Hi there, wondering if anyone is able to help me identify this lip watch.

I won it at an auction and really like the retro feel to the watch. Searched and researched for more specific details on it but can find none, hoping one of you kind folks will be able to shed some more light on it.

Thanks for reading and for your replies!


----------



## PDXWatchCollector (Nov 15, 2013)

If you can show us a picture of the movement, that might help us provide any more information.

At this point, I can tell you that Lip was a French watch manufacturer (there is a Lip company today, but it's basically unrelated except in name to the one that made your watch), your specimen looks to be in a chrome-plated case with a stainless back, and I'm guessing it's manual wind - you've already sussed that it's likely from the 70s based on the style.


----------



## samo76 (May 29, 2015)

Hi, thanks for your reply and the information provided.
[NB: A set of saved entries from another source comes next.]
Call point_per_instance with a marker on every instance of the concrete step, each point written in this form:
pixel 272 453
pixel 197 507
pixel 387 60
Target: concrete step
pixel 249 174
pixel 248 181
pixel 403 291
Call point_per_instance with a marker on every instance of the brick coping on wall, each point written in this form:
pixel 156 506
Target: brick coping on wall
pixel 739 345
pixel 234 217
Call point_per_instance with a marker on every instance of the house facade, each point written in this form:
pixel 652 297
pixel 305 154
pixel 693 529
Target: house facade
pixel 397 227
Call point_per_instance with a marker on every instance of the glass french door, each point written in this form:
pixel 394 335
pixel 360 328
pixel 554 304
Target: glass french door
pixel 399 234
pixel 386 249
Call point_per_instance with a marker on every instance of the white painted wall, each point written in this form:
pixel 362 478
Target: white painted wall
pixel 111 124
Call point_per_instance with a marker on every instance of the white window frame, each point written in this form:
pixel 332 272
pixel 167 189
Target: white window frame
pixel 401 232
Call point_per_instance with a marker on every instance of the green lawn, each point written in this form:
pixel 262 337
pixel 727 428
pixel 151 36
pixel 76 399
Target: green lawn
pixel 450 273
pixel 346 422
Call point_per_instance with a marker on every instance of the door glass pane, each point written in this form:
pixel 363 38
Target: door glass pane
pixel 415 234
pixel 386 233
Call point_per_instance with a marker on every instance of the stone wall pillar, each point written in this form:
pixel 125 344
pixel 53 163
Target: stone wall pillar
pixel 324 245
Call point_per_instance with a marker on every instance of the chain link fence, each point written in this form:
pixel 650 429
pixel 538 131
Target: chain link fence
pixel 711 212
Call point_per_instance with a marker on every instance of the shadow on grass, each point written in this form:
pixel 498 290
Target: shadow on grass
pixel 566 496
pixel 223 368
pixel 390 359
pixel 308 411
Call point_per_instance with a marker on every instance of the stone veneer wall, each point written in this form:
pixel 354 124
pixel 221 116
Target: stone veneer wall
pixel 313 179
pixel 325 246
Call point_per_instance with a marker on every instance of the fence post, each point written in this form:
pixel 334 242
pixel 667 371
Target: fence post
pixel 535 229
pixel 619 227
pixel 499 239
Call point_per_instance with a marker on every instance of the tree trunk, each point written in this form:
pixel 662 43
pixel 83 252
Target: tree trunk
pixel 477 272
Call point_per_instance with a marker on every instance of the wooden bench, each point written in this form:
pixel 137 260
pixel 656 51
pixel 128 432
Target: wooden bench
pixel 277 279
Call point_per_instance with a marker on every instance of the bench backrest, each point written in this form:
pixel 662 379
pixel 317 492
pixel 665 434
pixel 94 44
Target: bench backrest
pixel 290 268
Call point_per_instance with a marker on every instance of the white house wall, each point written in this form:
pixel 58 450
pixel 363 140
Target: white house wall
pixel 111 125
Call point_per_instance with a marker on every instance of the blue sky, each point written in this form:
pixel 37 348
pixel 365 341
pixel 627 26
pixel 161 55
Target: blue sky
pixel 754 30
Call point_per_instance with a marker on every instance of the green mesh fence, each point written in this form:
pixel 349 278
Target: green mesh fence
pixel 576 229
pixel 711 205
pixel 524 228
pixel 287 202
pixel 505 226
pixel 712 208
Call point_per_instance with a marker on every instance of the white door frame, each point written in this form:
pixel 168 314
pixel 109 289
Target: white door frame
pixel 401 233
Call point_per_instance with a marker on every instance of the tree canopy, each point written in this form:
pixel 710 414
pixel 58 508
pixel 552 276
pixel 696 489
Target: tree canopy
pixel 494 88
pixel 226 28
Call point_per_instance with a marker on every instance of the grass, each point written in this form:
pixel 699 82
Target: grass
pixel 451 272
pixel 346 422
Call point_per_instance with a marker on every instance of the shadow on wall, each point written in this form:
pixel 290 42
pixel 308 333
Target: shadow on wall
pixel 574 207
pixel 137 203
Yes you are right the watch is a manual wind, I will have to look out my case opening tool and get back to you with a photo of the movement.

Thanks


----------



## samo76 (May 29, 2015)




----------



## johnbaz (Jan 30, 2005)

Hi

I have two lips! :biggrin: , Both are identical models though one has had a hard life and the other was like new old stock when I bought it!!



















I think Lip were most famous for producing some zany watches that were D shaped and had brightly coloured ball winding crowns!! :wacko:

John :smile:


----------



## samo76 (May 29, 2015)

Awesome John, thanks for the pictures.

i have seen the off the wall watches they produced, I would quite like one myself.


----------



## PDXWatchCollector (Nov 15, 2013)

> Hi
> 
> I have two lips! :biggrin: , Both are identical models though one has had a hard life and the other was like new old stock when I bought it!!
> 
> ...


 You're talking about the Roger Tallon designed watches ... they're great!


----------



## johnbaz (Jan 30, 2005)

PDXWatchCollector said:


> > Hi
> >
> > I have two lips! :biggrin: , Both are identical models though one has had a hard life and the other was like new old stock when I bought it!!
> >
> ...


Many thanks for that!

I'd forgotten the designers name!, I've read anything about them in years but when 'Lip' was posted, the watches popped back into my head!! :biggrin:

Regards, John :smile:


----------